In the verses that follow (6:20-25) both the original audience, and ourselves, are reminded that God is a liberating God who had freed Israel from slavery and bondage. That should determine their identity of living as people of God. The memory of being slaves shouldprevent them from enslaving others. 

Instead, we have some troublesome text in the chapter that follows (7:1-6) which we’ll need to deal with another time. But suffice to say that down the centuries we too have hardly been exemplary in the way that we’ve treated other nations and other cultures. 

And there’s another challenge. Despite our best efforts to keep the commandments and love God with all our heart, being and might, we all know that things can still go horribly wrong – both individually and as a community.

This is a poem written by Primo Levi, based on the Shema, in the context of the Holocaust and the Concentration Camps:

Shema – If this is a man

You who live safe

In your warm houses,

You who find, returning in the evening,

Hot food and friendly faces:

            Consider if this is a man,

            Who works in the mud

            Who does not know peace

            And who fights for a scrap of bread

            Who dies because of yes or a no.

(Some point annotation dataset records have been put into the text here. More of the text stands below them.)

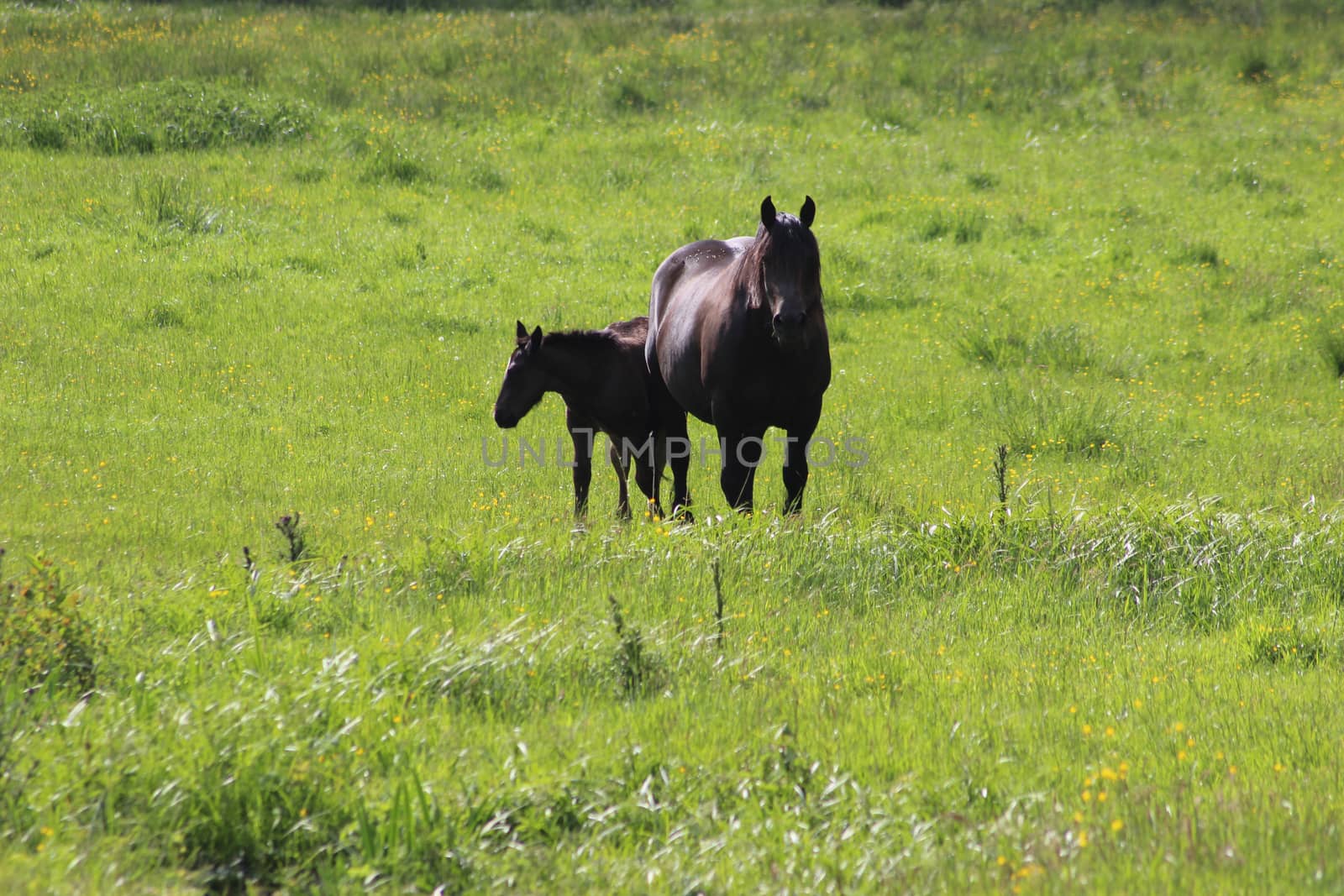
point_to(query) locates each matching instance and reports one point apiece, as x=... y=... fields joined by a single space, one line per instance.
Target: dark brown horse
x=605 y=385
x=738 y=336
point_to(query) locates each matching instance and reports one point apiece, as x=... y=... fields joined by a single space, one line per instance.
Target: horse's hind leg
x=622 y=464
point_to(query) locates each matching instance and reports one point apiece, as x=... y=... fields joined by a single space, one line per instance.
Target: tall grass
x=289 y=631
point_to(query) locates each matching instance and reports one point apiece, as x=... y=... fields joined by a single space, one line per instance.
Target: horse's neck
x=575 y=372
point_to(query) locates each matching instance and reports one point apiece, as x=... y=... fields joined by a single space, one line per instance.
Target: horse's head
x=524 y=380
x=788 y=281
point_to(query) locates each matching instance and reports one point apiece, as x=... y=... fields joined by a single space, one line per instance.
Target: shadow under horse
x=605 y=385
x=738 y=338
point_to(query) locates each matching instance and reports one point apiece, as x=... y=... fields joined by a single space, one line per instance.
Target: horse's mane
x=578 y=338
x=613 y=336
x=796 y=244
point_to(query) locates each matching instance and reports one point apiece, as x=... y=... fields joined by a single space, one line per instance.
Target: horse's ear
x=768 y=212
x=810 y=212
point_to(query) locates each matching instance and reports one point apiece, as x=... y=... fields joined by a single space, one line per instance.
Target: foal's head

            Consider if this is a woman,

            Without hair and without name

            With no more strength to remember

            Her eyes empty and her womb cold

            Like a frog in winter.

Meditate that this came about:

I commend these words to you.

Carve them in your hearts

At home, in the street,

Going to bed, rising;

Repeat them to your children.

Or may your house fall apart,

May illness impede you,

May your children turn their faces from you.

Loving your neighbour

Primo Levi links the Shema – that is centred on loving God with all one’s being – with loving one’s neighbour. We know someone else who did that, don’t we? He called them the first and second commandments (Mark 12:28-34). Primo Levi’s poem says how can you say that you love the Lord your God while your brother and sister are experiencing such horrific treatment? Something else that Jesus would agree with: “As you did to the least of these…”

If the Holocaust seems a long time away then this is more recent piece written by Kathleen Norris: 

‘There were grace notes in the unspeakably evil acts of September 11, 2001. No one phoned out of those buildings in hatred or revenge. Instead, the calls and e-mails were an affirmation of life and love: “I love you; take care of yourself”, “I love you and the kids. God bless you and good-bye”, or simply: “You’ve been a good friend”. 

If the terrorists’ intent was to destroy us, they failed miserably. And we succeeded in finding a measure of grace. A more unified country, at least for a time. No riots, no panicked runs on banks. We were a more thoughtful people, if only briefly. We enjoyed the grace of a week without the usual bombardment of advertisements, a week without celebrity trivia. Now that we’ve gone back to worrying about what Ben Affleck eats for breakfast and what Jenifer Lopez is wearing, or not wearing, we might recall the seriousness to which we were called on Sept 11 and find something meaningful there’.

Dignity

True love of God then, true worship, demands that we stand where God stands and challenge any behaviour which denies dignity to people – people in all places and in all times. Hear O Israel, yes. But hear O world. Hear every last man and woman of us here in Four Lane Ends today.

And I wonder if, in the end, “You shall love the Lord your God” becomes less of a command and more of a promise. Despite all the horrors and losses, all the grief and disappointment, we will come to love God at last – as from the first God has loved us. And, in loving God, we will come at last to love each other too. Amen

“The Shema and worship” was delivered by Ian Banks at Four Lane Ends Congregational church on the afternoon of Sunday October 24th 2021. It’s based on Deuteronomy 6:4-9.